I also know of several colleagues that use and enjoy Ubuntu (because Unity notwithstanding, the distribution is pretty solid) with an alternative environment like xmonad.
My experience with Debian is limited to servers, but I'd imagine a lot of the creature comforts of Ubuntu are missing on Debian when used as a personal OS.
Ubuntu is less strict on the non-free thing. Either way it doesn't really matter since you can use PPAs from ubuntu on debian and vice versa. Obviously the same goes for .deb
I think ubuntu LTS gets packages from wheezy and normal ubuntu from sid.
Debian unstable seems to be about at the same place as Ubuntu. I use it to get a minimal system, where 95% of the support forums answers for ubuntu is still valid.
I love the idea of Ubuntu (not that it hasn't happened many times before) and have a great deal of respect for Mark Shuttleworth for basically funding Canonical out of his own pocket. However he (and Canonical as a company) make some terrible design decisions (Unity, premature adoption of Pulse audio, and -most recently- Ubuntu going solo with display managers).
I wouldn't be the slightest bit surprised if Shuttleworth sees himself as the "Steve Jobs" of Linux and with the direction they're taking, I think Ubuntu will be like Android/Linux (ie still "Linux", but largely incompatible with the traditional desktop Linux ecosystem).
Hopefully I'm wrong. But Shuttleworth has done little to give me confidence.
You can download all the raw data. It is linked in his post. There are 2 users for Android, 1 user each for Chrome OS and Chromium OS. That is not a lot. There are however a lot of people using a lot of niche distributions.
I use Arch for my laptop (just recently) and Arch and Ubuntu on my servers.
I was forced into Ubuntu, but I was very pleasantly surprised at the methodologies and documentation available to implement the services and processes I needed. Arch is very much the same - not afraid to make changes if it has a benefit in the long run.
As for setting up Xorg and a window manager/desktop manager/login manager on my laptop was finally super easy. Looks like it has come a long way in the past couple of years...surprised Linux Mint is still giving me troubles.

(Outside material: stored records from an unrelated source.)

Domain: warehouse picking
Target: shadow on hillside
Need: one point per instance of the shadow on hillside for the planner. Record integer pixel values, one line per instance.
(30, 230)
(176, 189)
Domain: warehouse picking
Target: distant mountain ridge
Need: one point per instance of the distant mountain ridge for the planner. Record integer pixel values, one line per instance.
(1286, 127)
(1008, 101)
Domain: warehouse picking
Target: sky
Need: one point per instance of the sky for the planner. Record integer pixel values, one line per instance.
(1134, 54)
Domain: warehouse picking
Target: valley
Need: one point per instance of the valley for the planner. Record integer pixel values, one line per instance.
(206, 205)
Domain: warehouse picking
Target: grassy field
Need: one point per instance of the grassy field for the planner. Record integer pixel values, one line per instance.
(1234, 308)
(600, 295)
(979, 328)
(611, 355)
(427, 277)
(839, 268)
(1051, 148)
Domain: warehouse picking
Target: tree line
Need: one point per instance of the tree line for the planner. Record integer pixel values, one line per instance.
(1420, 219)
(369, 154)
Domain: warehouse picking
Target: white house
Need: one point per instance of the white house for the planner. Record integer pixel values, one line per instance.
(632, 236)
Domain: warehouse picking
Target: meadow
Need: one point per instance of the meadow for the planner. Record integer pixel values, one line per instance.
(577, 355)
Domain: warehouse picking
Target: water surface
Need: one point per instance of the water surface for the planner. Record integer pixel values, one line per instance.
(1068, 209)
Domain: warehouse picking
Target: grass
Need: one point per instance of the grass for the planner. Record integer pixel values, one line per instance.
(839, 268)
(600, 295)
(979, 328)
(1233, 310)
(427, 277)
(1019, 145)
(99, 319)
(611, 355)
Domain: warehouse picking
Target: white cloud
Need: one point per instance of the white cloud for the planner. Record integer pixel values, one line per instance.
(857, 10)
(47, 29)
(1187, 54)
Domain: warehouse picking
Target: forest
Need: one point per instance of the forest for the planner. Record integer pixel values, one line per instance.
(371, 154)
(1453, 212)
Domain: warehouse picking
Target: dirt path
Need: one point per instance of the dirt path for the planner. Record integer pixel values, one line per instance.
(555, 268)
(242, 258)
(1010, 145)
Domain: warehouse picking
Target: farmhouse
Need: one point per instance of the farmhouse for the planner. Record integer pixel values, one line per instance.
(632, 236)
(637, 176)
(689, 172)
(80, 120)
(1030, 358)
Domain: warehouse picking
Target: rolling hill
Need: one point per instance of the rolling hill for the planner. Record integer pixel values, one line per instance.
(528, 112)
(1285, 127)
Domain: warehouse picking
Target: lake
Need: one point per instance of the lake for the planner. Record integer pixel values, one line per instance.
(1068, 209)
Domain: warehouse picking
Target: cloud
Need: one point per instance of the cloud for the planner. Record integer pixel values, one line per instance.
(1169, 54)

Are we looking at the same results? I dont see crunchbang even listed for servers (which woudnt make any sense, cause its just debian). I do see RHEL (the expensive version" as well as CentOS (the "gratis" version) in the list.
Just the name Red Hat, isnt a distrobution. Its the name of a company. Fedora, RHEL and CentOS are.
Interesting (maybe?) tidbit, in the days of coining 1st/3rd world nomenclature, the then USSR was in fact the 2nd world. But it is fair to say they have slipped a bit since those days.
I have a suspicion that WHM/cPanel servers are propping up CentOS's numbers on servers (I've got 5 WHM/cPanel servers all running CentOS, my non-WHM servers run Ubuntu).
For Linux client systems that use Wikipedia, Linux kernels with Android dominate. There's about 7 Android clients for every 1 Ubuntu client. There's about 45 Ubuntu clients for every Fedora and SuSE client. There's 2 Fedora users for every Debian user. And so on - less used Linux clients are listed on the report as well.
Netcraft used to have a decent survey of which web servers were running Linux, but I don't see any recent reports from them on that. With the rise of EC2 and PAAS/IAAS I would guess the Amazon Linux AMI would be one of the new VPSs/instances/"servers" that is around more nowadays.